More Information
Teaching
In the past few years, Dr. Birrell has taught the following Agricultural Engineering and Agricultural Systems Technology undergraduate courses:
- AE 340 Functional Analysis and Design of Agricultural Field Machinery
- AE 342 Agricultural Tractor Power
- TSM 330 Agricultural Machinery & Power Management
- TSM 335 Tractor Power
Research
Dr. Birrell's research focus is concentrated in two areas: (1) the development of sensors and controls that can be applied in advanced machinery control and in precision agriculture, and (2) Harvest technologies and biomass harvesting and logistics. Present projects include developing a real-time soil sensor systems for precision nitrogen applications, development of sensors based on dielectric measurements, industry sponsored combine harvesting projects and development of biomass harvesting systems.
Development of harvesting, handling and densification systems for biomass production
The objective of this research focus is the development of harvesting systems, and transportation system to improve biomass harvest field efficiency and reduce costs. The economic analysis has shown capital costs and material density is the primary factor influencing the transportation costs and logistics. The two major limitations to biomass harvest are harvest capacity and transport density, and are the major focus of the future work.
Multifrequency dielectric sensing for hydraulic fluid condition
The objective of this proposed research is to investigate how the dielectric properties of hydraulic fluids vary across the electromagnetic spectrum. Degradation and contamination of the working fluids is the major cause of failures in hydraulic systems.
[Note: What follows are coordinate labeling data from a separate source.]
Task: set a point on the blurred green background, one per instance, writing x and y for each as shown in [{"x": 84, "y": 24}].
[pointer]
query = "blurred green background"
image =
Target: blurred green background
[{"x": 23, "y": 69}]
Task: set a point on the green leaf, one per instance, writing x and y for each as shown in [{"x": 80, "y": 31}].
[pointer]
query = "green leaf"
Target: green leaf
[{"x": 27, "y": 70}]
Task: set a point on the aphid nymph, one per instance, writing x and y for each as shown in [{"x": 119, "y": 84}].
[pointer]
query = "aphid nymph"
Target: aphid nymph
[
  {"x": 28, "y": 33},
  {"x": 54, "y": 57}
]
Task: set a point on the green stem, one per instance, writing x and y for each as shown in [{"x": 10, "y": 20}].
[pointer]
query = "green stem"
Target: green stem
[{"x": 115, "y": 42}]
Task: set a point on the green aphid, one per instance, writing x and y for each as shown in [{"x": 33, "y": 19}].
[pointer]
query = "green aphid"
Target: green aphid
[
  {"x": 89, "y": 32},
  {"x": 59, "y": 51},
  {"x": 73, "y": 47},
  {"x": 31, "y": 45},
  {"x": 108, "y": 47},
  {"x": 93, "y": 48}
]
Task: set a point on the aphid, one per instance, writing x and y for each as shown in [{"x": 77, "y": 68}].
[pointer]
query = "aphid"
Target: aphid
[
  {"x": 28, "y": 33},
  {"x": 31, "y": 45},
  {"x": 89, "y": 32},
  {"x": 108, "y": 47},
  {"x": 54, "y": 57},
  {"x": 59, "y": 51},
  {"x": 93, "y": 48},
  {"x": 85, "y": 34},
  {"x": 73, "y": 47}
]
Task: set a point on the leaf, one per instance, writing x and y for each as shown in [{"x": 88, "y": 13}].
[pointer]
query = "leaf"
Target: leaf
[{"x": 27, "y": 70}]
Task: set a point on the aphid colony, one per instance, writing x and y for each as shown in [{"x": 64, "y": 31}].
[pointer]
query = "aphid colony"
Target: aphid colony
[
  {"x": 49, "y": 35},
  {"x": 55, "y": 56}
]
Increases in contaminant levels and changes in fluid properties can be both an indicator of deteriorating component conditions and a cause of component failure. The goal of this study is to provide basic information that would provide the foundation for studies on the development of self-calibrating, hydraulic monitoring and cylinder position sensing sensors using multiple frequency dielectric measurements.
Development of real-time soil analysis systems for precision nitrogen application
The objective of this research is to develop an underground wireless network of soil sensors to monitor soil properties like moisture content, temperature, and soil nitrogen sensors, due to the economic importance of nitrogen fertilizers and the potential environmental effects of ecsess fertilizer applications. The goal is the development of sensors to collect high-resolution spatial and temporal data needed for optimal management of crop inputs, including variable-rate control of irrigation and fertilization applications.